Come on, how meta is that? A law case about exam papers is decided by reference to a law case that was giving a hypothetical scenario beloved of law teachers.
The Court of Appeal liked this so much that they went back to it
It seems highly improbable that a 10 or 11-year old child would be prohibited from discussing the test with their parents, but that gets Mr Matalia nowhere. First, it does not follow that candidates owe no duty of confidentiality. If the Council became aware that a candidate was proposing to publish questions on social media, I do not see why it could not take steps to restrain it, assuming that the candidate knew that there were to be further sittings of the test. If, by virtue of their age, the candidates were not susceptible to injunctive relief, communication by them would be analogous to the example given by Lord Goff in Attorney General v Guardian Newspapers Ltd (No 2) of the confidential document being wafted into the street by an electric fan and picked up by a passer-by.

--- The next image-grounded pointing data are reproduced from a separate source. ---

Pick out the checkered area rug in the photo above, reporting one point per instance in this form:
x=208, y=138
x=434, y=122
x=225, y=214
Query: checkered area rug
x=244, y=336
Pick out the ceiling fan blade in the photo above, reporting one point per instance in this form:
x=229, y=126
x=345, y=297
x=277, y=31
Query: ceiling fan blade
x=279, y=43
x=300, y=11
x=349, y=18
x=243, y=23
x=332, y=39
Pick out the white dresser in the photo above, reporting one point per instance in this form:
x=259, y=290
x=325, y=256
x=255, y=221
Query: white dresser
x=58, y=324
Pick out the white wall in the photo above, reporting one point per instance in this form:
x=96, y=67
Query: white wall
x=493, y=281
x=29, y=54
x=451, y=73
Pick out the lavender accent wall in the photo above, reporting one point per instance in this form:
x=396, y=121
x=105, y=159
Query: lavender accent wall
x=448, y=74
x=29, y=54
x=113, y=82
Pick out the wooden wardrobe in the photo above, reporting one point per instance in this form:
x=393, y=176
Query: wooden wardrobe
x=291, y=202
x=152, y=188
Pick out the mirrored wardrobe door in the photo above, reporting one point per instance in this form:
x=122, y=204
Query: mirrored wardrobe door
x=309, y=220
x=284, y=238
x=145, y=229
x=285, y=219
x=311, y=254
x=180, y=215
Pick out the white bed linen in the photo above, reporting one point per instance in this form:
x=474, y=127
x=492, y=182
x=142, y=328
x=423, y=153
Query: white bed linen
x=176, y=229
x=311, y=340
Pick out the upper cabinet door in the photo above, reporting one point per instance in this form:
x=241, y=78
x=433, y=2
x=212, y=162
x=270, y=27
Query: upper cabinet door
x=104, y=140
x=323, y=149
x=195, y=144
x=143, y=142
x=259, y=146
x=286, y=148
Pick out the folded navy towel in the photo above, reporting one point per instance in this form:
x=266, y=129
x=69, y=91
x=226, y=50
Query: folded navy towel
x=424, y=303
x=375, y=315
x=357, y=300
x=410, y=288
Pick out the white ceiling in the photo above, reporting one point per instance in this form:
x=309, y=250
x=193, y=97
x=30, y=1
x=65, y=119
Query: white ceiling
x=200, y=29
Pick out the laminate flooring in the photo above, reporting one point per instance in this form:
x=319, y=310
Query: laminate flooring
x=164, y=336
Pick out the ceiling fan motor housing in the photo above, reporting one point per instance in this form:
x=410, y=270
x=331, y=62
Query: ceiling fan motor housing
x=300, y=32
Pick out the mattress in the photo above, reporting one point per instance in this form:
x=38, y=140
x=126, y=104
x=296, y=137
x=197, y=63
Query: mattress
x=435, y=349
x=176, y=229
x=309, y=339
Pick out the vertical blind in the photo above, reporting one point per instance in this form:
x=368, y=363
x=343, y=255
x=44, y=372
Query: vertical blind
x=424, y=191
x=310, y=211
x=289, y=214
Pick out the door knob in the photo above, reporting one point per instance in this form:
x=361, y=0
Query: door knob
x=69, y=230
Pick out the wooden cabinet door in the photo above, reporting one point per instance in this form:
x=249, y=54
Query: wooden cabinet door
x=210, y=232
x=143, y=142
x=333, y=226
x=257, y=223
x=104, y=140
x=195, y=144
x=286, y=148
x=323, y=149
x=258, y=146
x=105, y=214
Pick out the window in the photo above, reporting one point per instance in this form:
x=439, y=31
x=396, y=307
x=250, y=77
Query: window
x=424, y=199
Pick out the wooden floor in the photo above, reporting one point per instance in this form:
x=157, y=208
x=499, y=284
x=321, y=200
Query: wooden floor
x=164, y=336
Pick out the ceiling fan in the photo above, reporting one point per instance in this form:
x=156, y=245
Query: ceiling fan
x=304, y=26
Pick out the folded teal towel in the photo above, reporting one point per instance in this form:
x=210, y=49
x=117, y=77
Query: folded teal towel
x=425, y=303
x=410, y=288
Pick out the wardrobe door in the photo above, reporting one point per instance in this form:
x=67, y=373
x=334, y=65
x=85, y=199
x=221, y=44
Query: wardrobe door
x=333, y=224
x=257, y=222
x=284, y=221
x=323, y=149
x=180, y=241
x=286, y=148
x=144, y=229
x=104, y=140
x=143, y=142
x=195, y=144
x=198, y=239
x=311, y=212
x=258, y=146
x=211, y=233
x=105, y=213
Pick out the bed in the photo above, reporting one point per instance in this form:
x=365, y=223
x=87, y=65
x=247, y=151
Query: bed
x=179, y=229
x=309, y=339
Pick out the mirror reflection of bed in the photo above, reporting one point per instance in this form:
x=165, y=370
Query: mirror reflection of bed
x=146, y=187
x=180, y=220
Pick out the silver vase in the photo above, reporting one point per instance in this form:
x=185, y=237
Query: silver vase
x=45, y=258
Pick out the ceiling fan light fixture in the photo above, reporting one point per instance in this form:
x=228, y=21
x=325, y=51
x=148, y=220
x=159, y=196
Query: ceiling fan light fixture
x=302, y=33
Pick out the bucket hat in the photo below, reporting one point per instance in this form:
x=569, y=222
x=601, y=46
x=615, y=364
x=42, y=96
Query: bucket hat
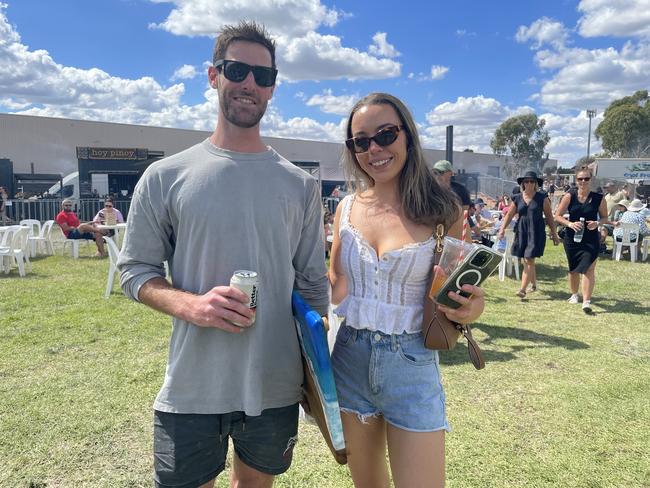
x=530, y=175
x=635, y=205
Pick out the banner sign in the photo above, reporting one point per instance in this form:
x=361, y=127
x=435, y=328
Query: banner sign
x=111, y=153
x=628, y=169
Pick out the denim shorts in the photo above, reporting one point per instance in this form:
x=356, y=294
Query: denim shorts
x=392, y=375
x=191, y=449
x=75, y=234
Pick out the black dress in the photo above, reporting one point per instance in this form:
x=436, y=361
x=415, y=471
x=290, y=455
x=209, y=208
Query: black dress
x=581, y=254
x=530, y=231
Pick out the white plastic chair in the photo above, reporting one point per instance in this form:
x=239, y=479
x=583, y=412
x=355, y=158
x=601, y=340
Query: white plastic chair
x=34, y=231
x=14, y=250
x=113, y=253
x=42, y=239
x=74, y=244
x=625, y=241
x=509, y=261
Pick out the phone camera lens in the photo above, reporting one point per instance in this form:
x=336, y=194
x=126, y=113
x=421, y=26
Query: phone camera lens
x=481, y=260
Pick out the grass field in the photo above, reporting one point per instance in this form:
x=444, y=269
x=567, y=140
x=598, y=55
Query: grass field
x=564, y=400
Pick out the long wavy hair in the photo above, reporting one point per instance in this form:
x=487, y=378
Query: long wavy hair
x=424, y=201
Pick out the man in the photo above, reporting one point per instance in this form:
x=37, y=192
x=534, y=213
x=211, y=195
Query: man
x=443, y=171
x=612, y=198
x=226, y=204
x=73, y=229
x=483, y=215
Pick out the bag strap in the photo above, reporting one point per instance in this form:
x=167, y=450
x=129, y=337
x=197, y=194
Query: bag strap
x=472, y=347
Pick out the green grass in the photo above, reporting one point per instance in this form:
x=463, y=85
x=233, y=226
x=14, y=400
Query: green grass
x=563, y=401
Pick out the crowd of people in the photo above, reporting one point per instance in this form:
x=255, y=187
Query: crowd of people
x=232, y=203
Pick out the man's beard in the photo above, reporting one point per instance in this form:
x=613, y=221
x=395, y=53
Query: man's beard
x=241, y=118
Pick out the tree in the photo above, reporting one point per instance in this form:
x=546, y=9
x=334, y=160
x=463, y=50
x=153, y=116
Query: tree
x=625, y=129
x=523, y=139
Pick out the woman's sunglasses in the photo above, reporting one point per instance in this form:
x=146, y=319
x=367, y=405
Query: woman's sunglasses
x=383, y=138
x=237, y=71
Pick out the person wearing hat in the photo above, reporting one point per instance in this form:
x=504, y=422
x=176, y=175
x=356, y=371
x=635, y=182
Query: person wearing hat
x=631, y=215
x=612, y=197
x=583, y=255
x=533, y=209
x=73, y=229
x=443, y=171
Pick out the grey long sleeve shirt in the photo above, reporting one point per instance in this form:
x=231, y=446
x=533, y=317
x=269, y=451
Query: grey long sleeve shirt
x=209, y=212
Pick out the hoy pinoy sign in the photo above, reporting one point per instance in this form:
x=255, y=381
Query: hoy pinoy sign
x=628, y=169
x=111, y=153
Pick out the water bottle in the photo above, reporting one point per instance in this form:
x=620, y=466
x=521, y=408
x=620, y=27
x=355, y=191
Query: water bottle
x=577, y=237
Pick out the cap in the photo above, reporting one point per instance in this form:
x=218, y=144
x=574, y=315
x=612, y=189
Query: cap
x=635, y=205
x=443, y=166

Secondly, and in any event, it does not follow that because a child can tell his or her parents about questions in the test they have taken, the parents are free to publish that information, knowing that other candidates are yet to take the test. The communication is made by the child in very particular circumstances, as part of the child-parent relationship. Given the confidential character of the information, as will or should be apparent to the parents, it would in my judgment be entirely consistent with principle to impose the duty of confidentiality on the parents, and quite contrary to principle to treat the parents as free to publish the information as they saw fit.
The appeal was refused and the onward secrecy of Warwickshire’s Eleven Plus exams is secured. Hooray. (or Boo, depending on how you feel politically about grammar schools)
(Dragging us back to family law, I’ve written before about how just like Rorschach tests, many of the psychometric tests applied by psychologists in assessment of parents aren’t available online – to stop people deciding in advance how to answer them, or being coached. So I guess this would apply to an enterprising parent who photographed the test paper and tried to publish it. Don’t do that, obviously. That would be a breach of confidence, and you would be made to take it down.)